The success of streaming video has generated interest in newer forms of multi-perspective video content, such as those generated by 360-degree cameras, multi-angle camera arrays, or (iii) light-field cameras. The immersive experience provided by these cameras can enhance user satisfaction for broadcast performances (e.g., theater, concerts) and events (e.g., graduation ceremonies), as well as online meetings. With content from these cameras, users do not just passively consume content, but may interactively traverse the content along many different paths from a perspective of their choice, with different users observing different perspectives of the same content. To support this at Internet-scale is challenging; client players must be able to download and content distribution networks (CDNs) must be able to generate perspectives on demand, while ensuring low latency, and must support a variety of devices for capture and consumption of this content.
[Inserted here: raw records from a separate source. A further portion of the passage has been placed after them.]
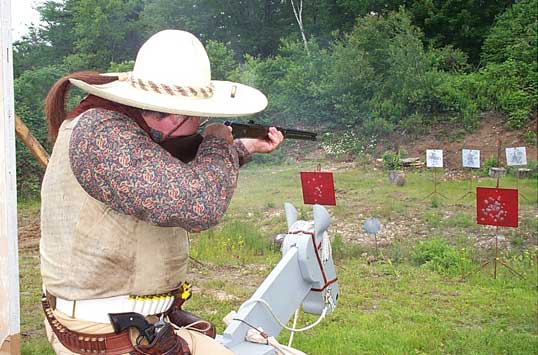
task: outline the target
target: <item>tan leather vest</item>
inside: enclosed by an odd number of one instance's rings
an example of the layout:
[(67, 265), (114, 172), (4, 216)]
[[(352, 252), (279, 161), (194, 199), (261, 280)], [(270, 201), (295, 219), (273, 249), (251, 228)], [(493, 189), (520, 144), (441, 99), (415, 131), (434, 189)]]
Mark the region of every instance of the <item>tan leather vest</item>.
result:
[(41, 274), (68, 299), (168, 292), (185, 281), (189, 241), (182, 228), (117, 213), (88, 195), (71, 170), (64, 121), (41, 188)]

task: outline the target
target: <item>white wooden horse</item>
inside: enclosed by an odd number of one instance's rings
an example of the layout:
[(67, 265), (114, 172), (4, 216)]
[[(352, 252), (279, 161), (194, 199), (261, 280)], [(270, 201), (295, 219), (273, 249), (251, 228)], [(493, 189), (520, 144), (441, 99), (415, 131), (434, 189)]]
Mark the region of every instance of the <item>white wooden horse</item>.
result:
[(297, 210), (285, 204), (288, 232), (282, 242), (282, 259), (217, 337), (235, 354), (287, 353), (286, 347), (255, 343), (254, 338), (260, 337), (261, 330), (262, 338), (276, 338), (301, 305), (306, 313), (320, 317), (311, 326), (293, 331), (312, 328), (336, 307), (338, 279), (327, 234), (331, 218), (323, 206), (313, 209), (314, 220), (302, 221), (297, 220)]

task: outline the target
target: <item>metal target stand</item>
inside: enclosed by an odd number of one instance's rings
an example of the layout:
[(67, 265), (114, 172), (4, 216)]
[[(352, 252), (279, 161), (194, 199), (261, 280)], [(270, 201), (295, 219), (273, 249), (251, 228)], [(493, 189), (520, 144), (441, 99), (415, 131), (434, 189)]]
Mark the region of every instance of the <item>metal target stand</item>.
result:
[(476, 196), (476, 192), (473, 190), (473, 168), (468, 168), (469, 170), (469, 187), (467, 189), (467, 191), (459, 198), (458, 201), (461, 201), (463, 200), (465, 197), (467, 197), (468, 195), (472, 195), (472, 196)]
[(462, 280), (466, 279), (470, 275), (476, 274), (480, 270), (485, 269), (489, 264), (493, 264), (493, 278), (497, 279), (497, 265), (504, 266), (508, 271), (510, 271), (512, 274), (518, 276), (519, 278), (524, 279), (525, 276), (514, 270), (510, 265), (508, 265), (502, 257), (499, 257), (499, 226), (495, 227), (495, 256), (489, 260), (486, 260), (480, 264), (480, 266), (471, 272), (468, 272), (465, 275), (462, 275)]
[[(501, 151), (501, 140), (499, 140), (499, 149), (498, 149), (498, 153), (497, 153), (497, 161), (498, 162), (500, 162), (500, 151)], [(498, 189), (499, 185), (500, 185), (500, 174), (497, 175), (497, 184), (496, 184), (495, 187)], [(517, 191), (518, 191), (518, 195), (519, 195), (519, 189)], [(480, 264), (480, 266), (476, 270), (473, 270), (471, 272), (468, 272), (467, 274), (462, 275), (462, 277), (461, 277), (462, 280), (466, 279), (470, 275), (476, 274), (477, 272), (485, 269), (489, 264), (493, 264), (493, 278), (494, 279), (497, 279), (497, 269), (498, 269), (497, 265), (504, 266), (510, 273), (512, 273), (515, 276), (518, 276), (521, 279), (525, 278), (525, 276), (523, 276), (521, 273), (517, 272), (516, 270), (514, 270), (514, 268), (512, 268), (510, 265), (508, 265), (504, 261), (504, 258), (499, 257), (499, 226), (498, 225), (495, 226), (495, 235), (494, 235), (493, 238), (495, 238), (495, 256), (493, 258), (490, 258), (489, 260), (486, 260), (486, 261), (482, 262)], [(491, 240), (491, 238), (490, 238), (490, 240)]]
[(432, 170), (433, 170), (433, 191), (427, 194), (426, 197), (424, 197), (424, 199), (427, 199), (430, 196), (439, 195), (442, 198), (448, 200), (448, 197), (446, 197), (445, 195), (437, 191), (437, 168), (432, 168)]
[(522, 192), (519, 191), (519, 168), (516, 169), (516, 189), (519, 196), (523, 197), (525, 201), (531, 202)]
This project explores architectural enhancements, algorithms, and techniques to deliver multi-perspective video at Internet-scale. It couples delivery optimization  with video coding and human computer interaction. At its core, the project will develop interactivity abstractions by which content publishers can specify the range of perspectives users are permitted to choose from at each point in the video. The interactivity specified in a video will drive perspective coding and novel dynamic perspective generation algorithms. It will also enable infrastructure provisioning to meet CDN storage and cost constraints, and will guide adaptive perspective retrieval from CDN servers or from nearby caches. Finally, the project will explore methods to predict and guide user behavior to improve delivery quality based on user studies.